The 378th Expeditionary Medical Squadron recently installed new COVID-19 test equipment at Prince Sultan Air Base, Kingdom of Saudi Arabia. The BioFire Diagnostics System increases the medical staff’s capability to identify possible COVID-19 cases on base by producing results within an hour. (U.S. Air Force photo by Staff Sgt. Cary Smith)

PRINCE SULTAN AIR BASE, KINGDOM OF SAUDI ARABIA --

The 378th Expeditionary Medical Squadron recently installed new COVID-19 test equipment at Prince Sultan Air Base, Kingdom of Saudi Arabia.

The BioFire Diagnostics System increases the medical staff’s capability to identify possible COVID-19 cases on base by producing results within an hour.

As the Coronavirus Disease - 2019 is still a global threat, the new testing equipment allows the 378th EMEDS to respond quicker to possible positive cases and take preventative measures to ensure the virus does not spread.

“Before, we would send possible positive COVID patients to the PSAB hospital on a different section of the Saudi Arabian base and await test results that could take up to six days,” said Maj. Salinas, 378th EMEDS chief of medical staff.

Salinas added potential health risks were involved with transporting patients requiring testing to the hospital. Without knowing if someone was positive for COVID, medical and transport personnel would have to take extra precautions to prevent a potential spread of the virus.

“Next, we were able to take samples from ill persons here and send the samples to the PSAB hospital,” said Salinas. “We would remove these individuals from the general population and place them in an isolation tent, located in a quarantined section of base, while we awaited test results from the hospital.”

This isolation within an isolation provided further safeguards from possible spreading of COVID.

The medical staff benefited from the ability to send a swab to the hospital because the team could isolate a stable patient without having to send the member for evaluation. Also, this process decreased the transport team’s exposure to the patient. The patient would still be isolated for approximately six days until the results returned. In addition, their contacts would have been quarantined as well, removing them from general population awaiting test results.

“The BioFire expedites our care of patients and helps identify positive cases sooner,” said Salinas. “This gives us more time to understand what equipment we may need to use, such as ventilators, or to plan for a medical evacuation.”

The testing equipment uses the sample taken from the patient and detects any evidence of Coronavirus DNA while the member is isolated.

For Maj. Simmons, 378th EMEDS Public Health officer, COVID-19 is still a risk to military operations and members here should take every precaution to prevent the spread of the virus.

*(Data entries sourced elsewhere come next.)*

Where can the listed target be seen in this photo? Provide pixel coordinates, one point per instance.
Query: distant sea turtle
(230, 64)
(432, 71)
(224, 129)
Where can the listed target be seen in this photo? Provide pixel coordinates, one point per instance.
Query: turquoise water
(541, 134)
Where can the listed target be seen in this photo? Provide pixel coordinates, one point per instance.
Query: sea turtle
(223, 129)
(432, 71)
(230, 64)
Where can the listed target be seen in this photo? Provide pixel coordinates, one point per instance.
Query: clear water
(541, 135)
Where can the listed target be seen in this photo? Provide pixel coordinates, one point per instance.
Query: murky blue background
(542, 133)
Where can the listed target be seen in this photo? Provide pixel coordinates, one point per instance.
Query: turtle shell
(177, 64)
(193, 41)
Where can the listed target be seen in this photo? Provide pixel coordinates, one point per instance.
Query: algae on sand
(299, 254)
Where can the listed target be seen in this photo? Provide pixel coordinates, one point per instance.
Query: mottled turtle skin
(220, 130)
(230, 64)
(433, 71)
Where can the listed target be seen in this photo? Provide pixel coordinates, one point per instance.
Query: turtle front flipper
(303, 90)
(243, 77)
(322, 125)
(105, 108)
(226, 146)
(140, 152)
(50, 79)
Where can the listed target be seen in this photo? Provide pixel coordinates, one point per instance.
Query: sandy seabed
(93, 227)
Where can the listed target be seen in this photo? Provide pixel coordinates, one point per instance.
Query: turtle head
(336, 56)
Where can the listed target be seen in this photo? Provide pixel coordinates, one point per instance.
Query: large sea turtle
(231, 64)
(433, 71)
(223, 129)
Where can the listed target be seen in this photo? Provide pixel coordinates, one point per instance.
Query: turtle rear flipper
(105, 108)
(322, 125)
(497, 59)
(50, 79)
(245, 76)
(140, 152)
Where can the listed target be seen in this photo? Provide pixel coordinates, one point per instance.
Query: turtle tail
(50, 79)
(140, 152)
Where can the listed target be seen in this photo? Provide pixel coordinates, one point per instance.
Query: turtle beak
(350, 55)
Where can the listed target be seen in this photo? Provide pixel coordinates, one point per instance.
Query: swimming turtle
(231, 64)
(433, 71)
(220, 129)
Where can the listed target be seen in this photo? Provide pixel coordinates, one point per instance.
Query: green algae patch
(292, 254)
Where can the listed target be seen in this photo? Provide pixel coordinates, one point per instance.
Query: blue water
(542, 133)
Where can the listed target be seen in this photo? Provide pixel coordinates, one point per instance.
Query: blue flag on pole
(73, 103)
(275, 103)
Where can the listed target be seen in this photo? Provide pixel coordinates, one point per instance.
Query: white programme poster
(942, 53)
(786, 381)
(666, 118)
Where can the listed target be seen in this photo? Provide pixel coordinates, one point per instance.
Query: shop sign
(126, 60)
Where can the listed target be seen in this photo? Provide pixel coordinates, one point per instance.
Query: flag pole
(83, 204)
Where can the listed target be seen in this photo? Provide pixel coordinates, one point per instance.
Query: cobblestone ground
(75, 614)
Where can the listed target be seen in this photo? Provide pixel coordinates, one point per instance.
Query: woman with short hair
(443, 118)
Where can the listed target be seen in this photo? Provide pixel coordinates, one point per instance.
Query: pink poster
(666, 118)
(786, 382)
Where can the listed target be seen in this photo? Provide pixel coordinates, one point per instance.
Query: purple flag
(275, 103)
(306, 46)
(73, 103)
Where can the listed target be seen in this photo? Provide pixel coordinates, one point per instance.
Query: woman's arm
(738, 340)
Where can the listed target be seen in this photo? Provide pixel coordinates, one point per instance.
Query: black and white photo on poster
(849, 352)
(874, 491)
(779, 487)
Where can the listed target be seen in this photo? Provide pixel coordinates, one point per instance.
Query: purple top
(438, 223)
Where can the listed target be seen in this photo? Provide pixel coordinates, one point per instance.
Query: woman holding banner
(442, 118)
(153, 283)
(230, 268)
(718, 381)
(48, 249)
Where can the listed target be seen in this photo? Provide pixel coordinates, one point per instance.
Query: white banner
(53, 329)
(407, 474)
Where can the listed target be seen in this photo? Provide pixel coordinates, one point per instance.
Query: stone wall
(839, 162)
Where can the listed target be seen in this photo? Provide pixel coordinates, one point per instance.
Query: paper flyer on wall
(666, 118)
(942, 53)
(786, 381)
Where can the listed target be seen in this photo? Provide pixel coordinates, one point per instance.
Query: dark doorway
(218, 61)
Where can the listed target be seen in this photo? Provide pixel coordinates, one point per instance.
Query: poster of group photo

“We always need to be mindful of our interactions as there are people who go in and out of the base and move to and from this location,” said Maj. Simmons. “When the base population is not used to seeing positive COVID cases on the installation, it’s easy for them to forget the threat, but we must be more vigilant and take the appropriate precautions to protect people. The best way to prevent COVID-19 from spreading is to follow simple guidelines.”

  • Wear a cloth face covering when you can’t maintain social distancing (≥ 6 feet)
  • Avoid close contact with people who are sick; DON’T go to work if you’re sick
  • Avoid touching your eyes, nose, and mouth
  • Practice social distancing (≥ 6 feet); avoid crowded places where it’s difficult to maintain distancing
  • Wash hands with soap & water for at least 20 seconds

Prince Sultan Air Base will continue to be a location to offer agile combat employment for the U.S. and its partners to maintain air superiority against any threat and deter hostile actions in the region. To do this, our members will continue to fight the spread of COVID-19 and remain healthy to complete the mission.